Alors que Maria Chapdelaine est disponible depuis mardi en format cinéma-maison et numérique, il me semble intéressant de vous suggérer la lecture de « Voir disparaître – Une lecture du cinéma de Sébastien Pilote » de Thomas Carrier-Lafleur, publié fin septembre par les Éditions L’Instant Même.
Avec cet essai, l’auteur passe en revue les cinq longs métrages du cinéaste québécois, qu’il analyse minutieusement un par un, dans des chapitres d’une vingtaine de pages chacun, au style demeurant très agréable à lire. En revenant sur les thèmes de prédilection du réalisateur de Le vendeur, Lafleur inscrit le plus récent métrage de Pilote au sein d’un corpus cohérent, qui, bien que reprenant des structures narratives communes, n’hésite pas à se réinventer de fois en fois.
Si l’on exclut ses courts métrages, la filmographie de Sébastien Pilote tient sur dix ans. Dix ans durant lesquels l’œuvre de Louis Hémon aura profondément influencé le réalisateur. Il n’est donc pas étonnant que les quatre films précédents l’adaptation du célèbre roman soient parsemés de références à l’univers de cette famille de défricheurs saguenéens. Décortiquant les affinités, les corrélations et les interdépendances, Carrier-Lafleur instaure l’idée d’un cycle qui trouve son accomplissement avec Maria Chapdelaine, film qui du reste devait être le quatrième du lot, n’eut été des délais de préparation et de montage financier allongés.
L’essayiste dresse le portrait de cet être déchu de sa fierté qu’est le François Paradis du Vendeur. Il démontre que les problèmes humains vécus par le Gaby du Démantèlement et ceux de Samuel Chapdelaine représentent bien peu face à la nature grandiose. L’auteur crée également un lien entre La disparition des lucioles – pourtant considéré comme une transition – avec Maria Chapdelaine en rappelant que Léo et Maria sont deux jeunes femmes au début de « quelque chose ». La problématique « partir » ou « rester » est adéquatement mise en évidence, ainsi que les notions de sacrifice, de disparition et de transformation ou de déplacement dans l’espace territorial, entre autres. Autant de thèmes et de forces qui sont emblématiques de l’œuvre de Pilote, qui selon Carrier-Lafleur est désormais prête pour une « prochaine métamorphose ».
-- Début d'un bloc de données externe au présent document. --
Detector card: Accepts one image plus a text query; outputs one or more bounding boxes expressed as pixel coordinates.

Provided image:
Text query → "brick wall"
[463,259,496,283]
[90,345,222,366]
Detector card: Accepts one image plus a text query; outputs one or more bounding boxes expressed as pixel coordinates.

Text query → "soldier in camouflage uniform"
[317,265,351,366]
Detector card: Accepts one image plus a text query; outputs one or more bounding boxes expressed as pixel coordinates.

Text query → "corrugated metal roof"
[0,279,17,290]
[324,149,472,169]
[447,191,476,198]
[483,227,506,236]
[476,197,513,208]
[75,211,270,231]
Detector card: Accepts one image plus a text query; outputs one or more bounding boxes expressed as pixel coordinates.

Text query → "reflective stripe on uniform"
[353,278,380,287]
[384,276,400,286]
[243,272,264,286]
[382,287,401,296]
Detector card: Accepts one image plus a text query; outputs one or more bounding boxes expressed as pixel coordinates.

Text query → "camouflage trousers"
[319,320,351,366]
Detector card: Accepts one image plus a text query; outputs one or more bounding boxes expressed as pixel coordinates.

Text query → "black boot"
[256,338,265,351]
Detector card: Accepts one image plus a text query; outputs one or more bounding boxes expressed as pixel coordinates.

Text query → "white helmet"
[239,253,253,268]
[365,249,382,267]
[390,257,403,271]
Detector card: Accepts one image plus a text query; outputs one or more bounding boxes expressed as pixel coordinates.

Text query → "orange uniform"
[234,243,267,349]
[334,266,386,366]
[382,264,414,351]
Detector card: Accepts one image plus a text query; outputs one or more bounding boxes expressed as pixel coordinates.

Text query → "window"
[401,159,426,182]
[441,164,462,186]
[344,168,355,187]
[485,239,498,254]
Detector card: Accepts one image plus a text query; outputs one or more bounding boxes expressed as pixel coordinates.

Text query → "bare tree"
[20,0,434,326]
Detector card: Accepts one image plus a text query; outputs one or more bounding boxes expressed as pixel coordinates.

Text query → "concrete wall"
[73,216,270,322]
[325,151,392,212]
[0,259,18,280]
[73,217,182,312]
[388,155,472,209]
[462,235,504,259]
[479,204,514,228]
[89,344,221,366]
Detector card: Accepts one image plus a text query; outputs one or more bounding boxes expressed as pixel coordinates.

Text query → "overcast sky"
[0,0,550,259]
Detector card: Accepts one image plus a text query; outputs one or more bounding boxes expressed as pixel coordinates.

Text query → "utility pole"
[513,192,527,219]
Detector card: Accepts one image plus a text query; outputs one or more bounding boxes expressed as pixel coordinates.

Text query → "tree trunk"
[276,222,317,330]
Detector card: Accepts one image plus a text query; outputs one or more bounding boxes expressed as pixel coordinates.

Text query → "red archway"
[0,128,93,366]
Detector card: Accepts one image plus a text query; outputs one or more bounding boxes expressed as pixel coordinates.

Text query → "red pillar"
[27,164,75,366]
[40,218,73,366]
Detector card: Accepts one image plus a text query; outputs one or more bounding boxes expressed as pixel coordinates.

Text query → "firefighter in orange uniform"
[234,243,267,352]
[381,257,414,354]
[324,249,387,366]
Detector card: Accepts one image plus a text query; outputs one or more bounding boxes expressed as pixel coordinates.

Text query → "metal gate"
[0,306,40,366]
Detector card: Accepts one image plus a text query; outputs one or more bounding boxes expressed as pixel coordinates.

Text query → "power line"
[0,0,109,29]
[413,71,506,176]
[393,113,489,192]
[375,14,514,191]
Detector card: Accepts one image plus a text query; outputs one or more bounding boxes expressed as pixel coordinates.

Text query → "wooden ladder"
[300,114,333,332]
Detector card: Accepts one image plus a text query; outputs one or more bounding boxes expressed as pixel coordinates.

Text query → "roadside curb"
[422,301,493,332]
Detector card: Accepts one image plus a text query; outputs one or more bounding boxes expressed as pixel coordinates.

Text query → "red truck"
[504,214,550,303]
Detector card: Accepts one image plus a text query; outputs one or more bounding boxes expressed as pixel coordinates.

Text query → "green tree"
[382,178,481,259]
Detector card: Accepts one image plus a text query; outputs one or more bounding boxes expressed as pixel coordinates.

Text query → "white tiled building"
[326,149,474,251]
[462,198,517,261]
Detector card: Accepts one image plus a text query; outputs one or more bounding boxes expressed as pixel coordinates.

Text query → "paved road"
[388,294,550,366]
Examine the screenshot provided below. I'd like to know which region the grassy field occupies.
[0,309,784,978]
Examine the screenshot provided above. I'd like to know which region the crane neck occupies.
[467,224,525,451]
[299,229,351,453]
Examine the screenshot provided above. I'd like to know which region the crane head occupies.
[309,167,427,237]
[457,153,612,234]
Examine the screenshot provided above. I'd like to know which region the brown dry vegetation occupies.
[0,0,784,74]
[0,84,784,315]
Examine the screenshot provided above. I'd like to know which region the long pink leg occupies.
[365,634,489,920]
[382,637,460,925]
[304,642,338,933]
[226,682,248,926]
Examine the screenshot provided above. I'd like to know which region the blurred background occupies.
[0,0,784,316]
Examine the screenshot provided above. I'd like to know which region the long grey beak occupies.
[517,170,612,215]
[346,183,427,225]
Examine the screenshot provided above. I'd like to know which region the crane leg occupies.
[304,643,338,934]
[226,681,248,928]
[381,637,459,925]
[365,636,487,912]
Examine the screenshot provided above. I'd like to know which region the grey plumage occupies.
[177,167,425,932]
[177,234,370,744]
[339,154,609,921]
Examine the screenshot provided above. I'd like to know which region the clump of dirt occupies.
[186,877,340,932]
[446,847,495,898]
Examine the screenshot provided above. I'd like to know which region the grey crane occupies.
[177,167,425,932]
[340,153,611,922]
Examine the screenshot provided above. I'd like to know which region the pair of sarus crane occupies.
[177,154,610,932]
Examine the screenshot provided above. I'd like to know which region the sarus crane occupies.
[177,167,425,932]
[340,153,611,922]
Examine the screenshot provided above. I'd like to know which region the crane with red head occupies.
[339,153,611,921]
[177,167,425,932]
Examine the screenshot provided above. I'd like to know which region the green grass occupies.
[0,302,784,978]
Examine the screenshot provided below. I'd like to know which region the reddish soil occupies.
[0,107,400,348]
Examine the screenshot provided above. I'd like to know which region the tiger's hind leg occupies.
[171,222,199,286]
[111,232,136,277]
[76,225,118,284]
S’appuyant sur des figures connues de la philosophie (Bachelard, Deleuze) ou du cinéma (Ford, Truffaut, Pasolini), le livre accorde avant tout une part importante aux diverses entrevues que le cinéaste a données aux médias tout au long de sa carrière. Ces discussions, aussi pertinentes soient-elles, portent, consciemment ou non, le sceau de la promotion commerciale entourant toute sortie en salle de film. Il aurait été judicieux de les bonifier avec l’ajout d’entretiens contemporains, à froid, détachées de leur contexte. Quoi qu’il en soit, l’utilisation des notes préparatoires et des versions successives des scénarios, jumelée à de nombreux photogrammes, apporte à la démonstration une richesse documentaire particulièrement efficace. En somme, si vous souhaitez en savoir plus sur les fondements de l’oeuvre de Pilote, cet ouvrage est fait pour vous.
À propos de l’auteur
Thomas Carrier-Lafleur est professionnel de recherche et chargé de cours à l’Université de Montréal, où il occupe également le poste de directeur adjoint et coordonnateur de la recherche du Laboratoire CinéMédias. Dans une perspective intermédiale qui s’intéresse aux processus de transposition écranique des textes littéraires, ses travaux portent sur la littérature française et québécoise ainsi que sur le cinéma québécois. Avec David Bélanger, il a fait paraître l’essai Il s’est écarté. Enquête sur la mort de François Paradis (Nota bene, 2019), qui a été finaliste au Prix Victor-Barbeau et s’est mérité le Prix Jean-Éthier-Blais. Il est aussi codirecteur de Nouvelles vues : revue sur les pratiques, les théories et l’histoire du cinéma au Québec et critique régulier au magasine Spirale. En 2021, il publie à L’instant même Voir disparaître. Une lecture du cinéma de Sébastien Pilote.